Ciudad de México, a 4 de enero. En una amplía cocina, dos hombres preparan la masa, arman una rosca, ponen encima frutas confitadas y pintan todo con huevo antes de meterlo al horno.
Si no fuera por su uniforme beige y los dos policías que los vigilan, podría ser cualquier panadería. Pero es una cárcel. En la pared, un cártel: “Hazme valer”.
Un grupo de 15 internos del Reclusorio Varonil Sur de Ciudad de México lleva cinco días cocinando el tradicional roscón de Reyes, un dulce tan popular a principios de año que hasta se cocina en prisión para luego venderse en la sede central de la Secretaría de Seguridad capitalina por poco más de siete dólares.
La rosca o roscón es una especie de brioche que tuvo sus orígenes en Francia y España en el siglo XIV y llegó a México durante la conquista para convertirse en el dulce típico de los días previos al 6 de enero, festividad católica que celebra la llegada de los “Reyes Magos” repartiendo juguetes a los niños.
Además de preparase en todas las panaderías de la ciudad, también es tradicional que en el Zócalo —la principal plaza de la capital— se reparta rosca gratuita el domingo para conmemorar la festividad.
El taller es una de diversas actividades de reinserción que se imparten en esta cárcel capitalina que alberga cerca de 4.000 presos (datos de 2023). Forma parte del programa llamado “Hazme valer”, la marca registrada que llevan todos los productos fabricados por los internos, desde las roscas a trabajos de carpintería o artesanías que luego se venden al público.
Ricardo Rodríguez, de 37 años de edad, es uno de los 15 internos que participaban en la preparación de la rosca. Aprendió el oficio de panadería con su papá que era panadero y trabaja en el taller de la prisión desde hace 9 años. Le restan cinco para quedar en libertad.

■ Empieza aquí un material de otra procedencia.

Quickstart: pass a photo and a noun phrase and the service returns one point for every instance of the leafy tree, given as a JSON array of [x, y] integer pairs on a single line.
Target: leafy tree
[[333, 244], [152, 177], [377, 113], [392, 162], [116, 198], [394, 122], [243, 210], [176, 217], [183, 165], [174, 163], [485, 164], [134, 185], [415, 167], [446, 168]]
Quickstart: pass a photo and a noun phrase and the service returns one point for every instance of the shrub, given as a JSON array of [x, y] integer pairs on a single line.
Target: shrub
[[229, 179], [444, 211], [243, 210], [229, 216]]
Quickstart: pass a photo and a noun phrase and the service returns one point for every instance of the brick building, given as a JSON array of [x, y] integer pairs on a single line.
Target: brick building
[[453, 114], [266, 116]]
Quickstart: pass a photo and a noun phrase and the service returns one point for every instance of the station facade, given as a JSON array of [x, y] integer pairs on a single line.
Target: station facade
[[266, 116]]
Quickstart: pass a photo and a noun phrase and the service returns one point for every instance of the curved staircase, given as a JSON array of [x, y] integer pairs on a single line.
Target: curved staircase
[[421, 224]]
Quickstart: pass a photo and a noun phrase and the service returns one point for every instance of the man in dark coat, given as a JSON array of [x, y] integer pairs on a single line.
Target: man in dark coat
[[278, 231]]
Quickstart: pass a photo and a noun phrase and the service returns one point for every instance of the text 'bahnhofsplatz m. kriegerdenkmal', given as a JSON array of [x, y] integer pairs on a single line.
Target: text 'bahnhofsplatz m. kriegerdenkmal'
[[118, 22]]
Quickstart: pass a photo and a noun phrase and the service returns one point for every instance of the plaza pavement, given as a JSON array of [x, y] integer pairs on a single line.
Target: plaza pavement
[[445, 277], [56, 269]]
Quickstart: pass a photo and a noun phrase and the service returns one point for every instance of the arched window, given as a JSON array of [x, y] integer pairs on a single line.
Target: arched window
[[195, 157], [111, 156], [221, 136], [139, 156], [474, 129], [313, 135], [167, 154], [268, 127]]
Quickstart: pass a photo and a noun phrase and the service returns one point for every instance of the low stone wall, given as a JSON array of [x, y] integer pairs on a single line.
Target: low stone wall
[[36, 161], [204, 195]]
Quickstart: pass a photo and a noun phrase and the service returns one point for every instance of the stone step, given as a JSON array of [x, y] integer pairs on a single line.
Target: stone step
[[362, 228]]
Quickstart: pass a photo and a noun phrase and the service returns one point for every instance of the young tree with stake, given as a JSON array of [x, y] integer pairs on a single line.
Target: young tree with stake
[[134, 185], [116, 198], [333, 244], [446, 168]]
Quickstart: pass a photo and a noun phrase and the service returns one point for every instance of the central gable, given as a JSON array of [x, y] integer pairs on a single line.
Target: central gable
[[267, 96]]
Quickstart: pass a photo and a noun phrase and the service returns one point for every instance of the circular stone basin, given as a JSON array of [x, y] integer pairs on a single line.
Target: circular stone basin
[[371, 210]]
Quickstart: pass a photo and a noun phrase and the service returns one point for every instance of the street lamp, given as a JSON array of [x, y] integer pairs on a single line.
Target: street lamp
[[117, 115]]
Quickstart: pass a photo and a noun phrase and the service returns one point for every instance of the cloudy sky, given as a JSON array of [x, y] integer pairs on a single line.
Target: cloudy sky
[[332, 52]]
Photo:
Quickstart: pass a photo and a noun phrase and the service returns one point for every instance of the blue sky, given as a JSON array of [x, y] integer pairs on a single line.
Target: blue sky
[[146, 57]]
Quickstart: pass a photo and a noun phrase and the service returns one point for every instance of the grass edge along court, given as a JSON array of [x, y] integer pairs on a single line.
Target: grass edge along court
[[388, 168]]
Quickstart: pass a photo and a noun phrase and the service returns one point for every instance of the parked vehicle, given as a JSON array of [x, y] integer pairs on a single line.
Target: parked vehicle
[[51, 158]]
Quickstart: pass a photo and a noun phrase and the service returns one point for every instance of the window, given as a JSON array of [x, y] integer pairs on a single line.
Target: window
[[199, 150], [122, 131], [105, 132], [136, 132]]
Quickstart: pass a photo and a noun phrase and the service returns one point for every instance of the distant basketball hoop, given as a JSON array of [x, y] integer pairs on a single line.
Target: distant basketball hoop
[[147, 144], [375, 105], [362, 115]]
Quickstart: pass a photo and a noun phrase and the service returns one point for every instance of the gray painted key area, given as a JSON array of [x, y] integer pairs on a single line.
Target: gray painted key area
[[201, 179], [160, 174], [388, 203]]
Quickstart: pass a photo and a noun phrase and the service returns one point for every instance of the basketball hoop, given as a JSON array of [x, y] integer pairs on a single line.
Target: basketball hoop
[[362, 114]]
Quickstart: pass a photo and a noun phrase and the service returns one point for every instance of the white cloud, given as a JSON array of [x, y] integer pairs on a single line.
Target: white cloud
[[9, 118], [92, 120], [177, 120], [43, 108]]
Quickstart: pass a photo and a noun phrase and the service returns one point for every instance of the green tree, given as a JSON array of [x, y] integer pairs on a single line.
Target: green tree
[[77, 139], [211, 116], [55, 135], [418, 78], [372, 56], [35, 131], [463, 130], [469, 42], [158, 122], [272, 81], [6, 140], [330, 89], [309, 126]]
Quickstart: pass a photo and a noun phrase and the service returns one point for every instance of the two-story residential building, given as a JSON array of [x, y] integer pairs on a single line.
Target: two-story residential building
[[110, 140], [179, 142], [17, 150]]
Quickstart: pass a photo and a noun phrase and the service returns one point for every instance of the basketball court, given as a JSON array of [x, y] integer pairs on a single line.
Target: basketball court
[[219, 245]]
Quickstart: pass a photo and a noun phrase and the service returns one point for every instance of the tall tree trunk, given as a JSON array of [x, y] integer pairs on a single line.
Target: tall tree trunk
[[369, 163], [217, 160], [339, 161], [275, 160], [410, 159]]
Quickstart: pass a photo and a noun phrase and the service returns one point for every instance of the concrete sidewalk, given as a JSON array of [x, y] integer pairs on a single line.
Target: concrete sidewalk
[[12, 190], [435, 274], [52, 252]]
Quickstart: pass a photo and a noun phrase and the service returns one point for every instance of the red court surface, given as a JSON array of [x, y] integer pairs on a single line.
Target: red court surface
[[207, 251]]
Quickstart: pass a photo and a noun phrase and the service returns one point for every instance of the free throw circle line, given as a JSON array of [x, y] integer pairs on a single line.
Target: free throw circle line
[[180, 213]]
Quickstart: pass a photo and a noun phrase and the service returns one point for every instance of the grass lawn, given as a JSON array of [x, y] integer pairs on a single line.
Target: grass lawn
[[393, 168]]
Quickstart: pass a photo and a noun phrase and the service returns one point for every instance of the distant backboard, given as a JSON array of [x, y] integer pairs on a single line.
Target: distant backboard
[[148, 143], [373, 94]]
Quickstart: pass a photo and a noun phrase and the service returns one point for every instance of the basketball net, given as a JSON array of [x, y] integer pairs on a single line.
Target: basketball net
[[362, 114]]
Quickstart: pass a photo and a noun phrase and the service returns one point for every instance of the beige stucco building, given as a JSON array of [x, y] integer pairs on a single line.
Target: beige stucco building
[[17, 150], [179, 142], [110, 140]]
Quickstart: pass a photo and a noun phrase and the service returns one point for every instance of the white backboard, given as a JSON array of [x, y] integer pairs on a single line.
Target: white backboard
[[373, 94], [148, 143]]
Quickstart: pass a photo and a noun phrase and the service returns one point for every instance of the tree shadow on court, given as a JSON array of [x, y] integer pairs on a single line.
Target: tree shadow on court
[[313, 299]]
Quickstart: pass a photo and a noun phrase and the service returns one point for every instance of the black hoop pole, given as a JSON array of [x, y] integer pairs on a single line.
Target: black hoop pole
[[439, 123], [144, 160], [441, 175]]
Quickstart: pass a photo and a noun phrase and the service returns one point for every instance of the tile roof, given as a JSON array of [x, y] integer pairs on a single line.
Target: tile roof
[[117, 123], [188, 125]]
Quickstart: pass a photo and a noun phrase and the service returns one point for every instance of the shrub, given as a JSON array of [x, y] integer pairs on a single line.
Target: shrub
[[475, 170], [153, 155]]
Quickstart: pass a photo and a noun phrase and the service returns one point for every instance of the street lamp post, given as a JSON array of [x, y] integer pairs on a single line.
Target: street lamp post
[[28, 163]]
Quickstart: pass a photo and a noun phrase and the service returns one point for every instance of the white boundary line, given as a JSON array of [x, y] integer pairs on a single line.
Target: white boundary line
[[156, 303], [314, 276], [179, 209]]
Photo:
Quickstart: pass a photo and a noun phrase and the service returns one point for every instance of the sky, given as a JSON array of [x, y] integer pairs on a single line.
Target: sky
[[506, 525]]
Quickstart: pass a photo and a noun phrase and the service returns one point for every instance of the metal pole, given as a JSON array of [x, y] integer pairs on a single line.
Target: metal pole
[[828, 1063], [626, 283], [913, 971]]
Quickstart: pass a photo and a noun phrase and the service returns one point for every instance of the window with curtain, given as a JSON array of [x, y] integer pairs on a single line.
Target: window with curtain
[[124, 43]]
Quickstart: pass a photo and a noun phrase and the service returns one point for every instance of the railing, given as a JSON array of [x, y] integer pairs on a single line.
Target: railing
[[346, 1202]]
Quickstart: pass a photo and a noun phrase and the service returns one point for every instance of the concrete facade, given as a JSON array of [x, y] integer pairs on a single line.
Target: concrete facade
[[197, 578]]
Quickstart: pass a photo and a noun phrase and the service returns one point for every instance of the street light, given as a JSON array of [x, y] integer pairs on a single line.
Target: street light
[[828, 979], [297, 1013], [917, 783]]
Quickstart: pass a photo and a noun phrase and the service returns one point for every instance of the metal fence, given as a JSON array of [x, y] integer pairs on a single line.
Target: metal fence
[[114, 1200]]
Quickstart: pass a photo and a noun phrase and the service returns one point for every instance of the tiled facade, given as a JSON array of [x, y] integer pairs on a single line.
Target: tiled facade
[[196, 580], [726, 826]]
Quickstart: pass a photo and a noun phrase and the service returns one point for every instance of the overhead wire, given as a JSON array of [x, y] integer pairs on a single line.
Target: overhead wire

“Mi hermano tiene un localito de pan ahí afuera y es lo que luego platicamos: saliendo, ampliar más su negocio y trabajar”, dijo Rodríguez. “Es buen negocio esto ahí afuera, es buen oficio. Muy bien pagado y muy bonito”.
“No hay ninguna imposibilidad. Todo se puede aquí”, aseguró. “De hecho, he tenido compañeros que no saben nada, trabajan conmigo y conforme pasa el tiempo aprenden. No llegan a hacer lo mismo que yo, pero agarran la noción”.
Las roscas y el árbol de Navidad situado en uno de los patios del edificio son de los pocos detalles que cambian la apariencia de las instalaciones estos días, aunque la mayoría de los internos los ignoren.
El viernes, mientras terminaba la producción de roscas, unos 300 hombres esperaban tras un vidrio frente a un patio que les dijeran el castigo a cumplir por haber hecho algo indebido la semana anterior. Otros charlaban o jugaban al fútbol en una cancha junto a un gimnasio al aire libre, un ring y un frontón.
Los aprendices de panadero —que el resto del año hacen tortillas o bolillos, panes simples típicos de México— comienzan a trabajar a las cinco de la mañana. No pueden olvidar introducir dentro de la masa uno o varios muñequitos que, según la tradición, obligan a quien se encuentre uno en su pedazo de roscón a preparar otro plato típico, los tamales, para el 2 de febrero, Día de la Candelaria.
Una vez horneadas, las roscas son trasladas al centro de la ciudad para su venta.
“Es una buena forma de que ellos aprendan un oficio, que cuando salgan sea más fácil reintegrarse a la sociedad”, dijo Ana María Martínez, una comerciante de 50 años que acababa de comprar su rosca en una transitada rotonda de la capital el sábado al mediodía.
A su lado, varios niños esperaban ansiosos frente a un buzón donde tres hombres disfrazados de Reyes Magos los ayudaban a escribir cartas con pedidos de regalos. Pero sus adultos responsables tenían el ojo en otra parte: muestras gratis de una rosca recién llegada de la prisión.